しかし、実は「師走」の語源はよくわかっていない。確かにお坊さんがお経をあげるために走り回る月だからという説もあるが、それ以外にも四季の果てる月で「四果つ」の意味だとか、年の終わりで「トシハツル月」が略されたとかいう説がある。あるいは単に「せわしい」が転じて「せわし」とする説もあって、とにかくコレ!と確定的なものがないのである。

2012年 師走S ツクバコガネオー 吉田豊

今日は外国からの客を連れて川崎競馬場へ。非開催の競馬場にわざわざ足を運ぶのは、それが仕事だからである。仕事なら終われば打ち上げなければならない。それで川崎駅近くのおでん屋に駆け込んだ。冷え切った身体にアツアツのおでんと燗酒が嬉しい。

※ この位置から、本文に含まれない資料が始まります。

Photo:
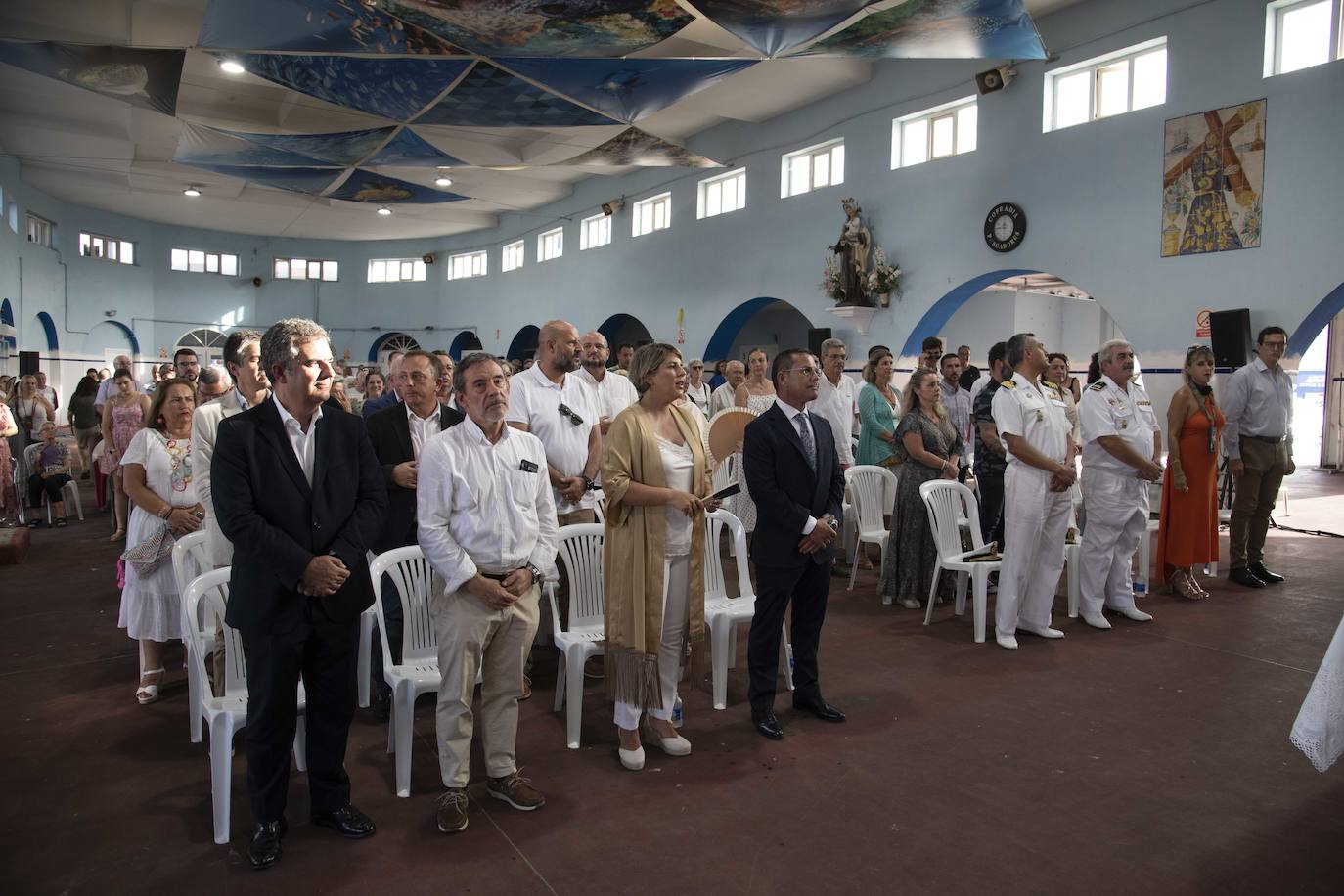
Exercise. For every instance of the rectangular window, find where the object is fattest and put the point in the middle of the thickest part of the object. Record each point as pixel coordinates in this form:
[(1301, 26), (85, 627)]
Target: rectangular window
[(109, 248), (812, 168), (1300, 34), (550, 245), (395, 270), (722, 194), (39, 230), (467, 265), (1111, 85), (305, 269), (934, 133), (195, 261), (513, 255), (594, 231), (652, 214)]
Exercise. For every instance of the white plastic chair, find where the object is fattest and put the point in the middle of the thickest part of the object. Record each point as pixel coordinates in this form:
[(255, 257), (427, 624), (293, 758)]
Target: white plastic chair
[(70, 489), (417, 673), (873, 489), (189, 560), (948, 501), (581, 553), (207, 597), (722, 612)]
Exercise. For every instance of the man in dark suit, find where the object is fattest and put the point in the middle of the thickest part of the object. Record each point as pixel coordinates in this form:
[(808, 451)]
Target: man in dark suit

外国人から見ると、一年中酒を温めて日本の習慣は奇異に感じるらしい。私の妻は昔から燗酒が好きで、真夏に私がぐびぐびとビールを飲む隣で、ちびちびとお猪口をすすっていた。その時は「この暑いのに」と思ったりしたけれども、最近になってようやく私も燗酒の良さに気づいた。冷やして香りと喉越しを楽しむより、コメの旨味や甘味に重きをおくようになったのである。トシのせいかもしれないが、悪いことではない。

近年の日本酒ブームは「良い酒は冷やで飲むもの」という誤った認識を飲み手に植え付けてしまった感がある。実は私もその一人だった。だが「燗して飲むのは安酒」という認識は、あらぬ誤解である。

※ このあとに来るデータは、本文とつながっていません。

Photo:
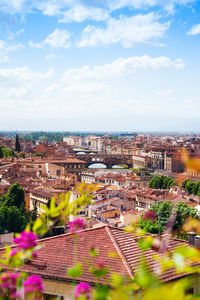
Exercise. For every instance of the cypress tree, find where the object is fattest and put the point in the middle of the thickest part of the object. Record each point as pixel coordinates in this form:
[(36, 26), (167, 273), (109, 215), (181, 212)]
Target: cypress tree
[(17, 144), (1, 152)]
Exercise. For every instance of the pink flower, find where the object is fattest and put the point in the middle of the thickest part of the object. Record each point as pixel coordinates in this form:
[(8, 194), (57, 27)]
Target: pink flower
[(13, 252), (33, 284), (77, 225), (26, 240), (150, 215), (9, 284), (82, 289), (101, 265)]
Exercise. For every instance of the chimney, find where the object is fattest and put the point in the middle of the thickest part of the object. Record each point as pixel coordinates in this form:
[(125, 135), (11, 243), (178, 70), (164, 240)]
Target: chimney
[(191, 238), (197, 241)]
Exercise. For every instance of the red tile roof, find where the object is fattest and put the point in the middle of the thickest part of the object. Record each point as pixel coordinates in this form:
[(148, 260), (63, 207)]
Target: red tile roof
[(59, 253)]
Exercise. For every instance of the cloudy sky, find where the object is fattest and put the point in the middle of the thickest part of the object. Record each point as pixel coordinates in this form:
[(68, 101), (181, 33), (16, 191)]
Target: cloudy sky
[(100, 65)]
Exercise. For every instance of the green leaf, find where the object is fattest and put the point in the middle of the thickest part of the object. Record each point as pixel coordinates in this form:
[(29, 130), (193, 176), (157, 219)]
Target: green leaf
[(75, 271)]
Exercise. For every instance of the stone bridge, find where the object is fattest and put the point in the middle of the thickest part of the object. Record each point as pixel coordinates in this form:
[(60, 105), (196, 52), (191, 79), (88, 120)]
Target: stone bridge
[(109, 160)]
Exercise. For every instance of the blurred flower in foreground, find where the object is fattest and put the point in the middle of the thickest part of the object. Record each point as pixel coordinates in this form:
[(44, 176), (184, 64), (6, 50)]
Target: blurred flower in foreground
[(150, 215), (77, 225), (26, 240), (82, 289), (9, 285), (33, 284)]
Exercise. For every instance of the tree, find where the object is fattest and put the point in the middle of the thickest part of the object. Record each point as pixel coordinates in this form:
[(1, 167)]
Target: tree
[(161, 182), (11, 219), (1, 152), (15, 197), (17, 144), (163, 210)]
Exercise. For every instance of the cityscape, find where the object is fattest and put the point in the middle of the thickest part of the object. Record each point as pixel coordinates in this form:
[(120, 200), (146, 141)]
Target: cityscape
[(99, 150), (130, 178)]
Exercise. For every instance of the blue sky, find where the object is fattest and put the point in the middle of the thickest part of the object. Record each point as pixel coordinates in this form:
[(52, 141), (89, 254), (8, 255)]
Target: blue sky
[(100, 65)]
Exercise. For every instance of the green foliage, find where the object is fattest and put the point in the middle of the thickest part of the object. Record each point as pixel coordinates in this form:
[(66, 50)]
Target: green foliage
[(21, 155), (192, 187), (144, 285), (12, 210), (163, 210), (75, 271), (161, 182), (15, 197), (37, 154), (11, 219)]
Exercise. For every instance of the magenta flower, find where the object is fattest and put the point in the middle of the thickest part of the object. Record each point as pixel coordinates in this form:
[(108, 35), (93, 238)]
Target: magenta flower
[(77, 225), (82, 289), (33, 284), (9, 284), (26, 240), (13, 252), (150, 215), (101, 265)]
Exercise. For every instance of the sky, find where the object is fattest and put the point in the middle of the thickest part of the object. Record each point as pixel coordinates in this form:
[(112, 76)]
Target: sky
[(100, 65)]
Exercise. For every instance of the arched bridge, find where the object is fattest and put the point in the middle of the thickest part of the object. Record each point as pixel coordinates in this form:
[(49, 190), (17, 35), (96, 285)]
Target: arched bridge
[(109, 160)]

もともと日本酒という酒は、温度帯によって味わいが異なる。氷温に近いもの。10度以下の吟醸酒。室温で楽しむ純米酒。そして人肌温度から熱燗までと実に幅が広い。同じラベルでも、温度が違うだけでまるで違う酒に変化するのである。

基本的に生酒以外は燗ができると思って良い。大吟醸酒は香りが飛んでしまうので40度が限度だが、純米、本醸造など、様々な酒と温度の相性を自分で探して見るのも悪くなかろう。燗をつけることで、常温では見えなかった酒の個性が浮かび上がってくることもある。それに気付いた頃には、すっかり出来上がってしまっていることがほとんどだけれど。

千鳥足で店を出た。我々が「師」と言えばお坊さんではなく調教師。とはいえ、調教師の先生が忙しく走るのは年末よりもむしろ春から夏にかけてだから、競馬の12月に「師走」は似つかわしくない。そもそも競馬で走るのは師ではなく馬だ。昔は12月になるとなぜか走る馬がいて、暮れの競馬場に原因不明の波乱をもたらした。今年も「餅つき競馬」が始まっている。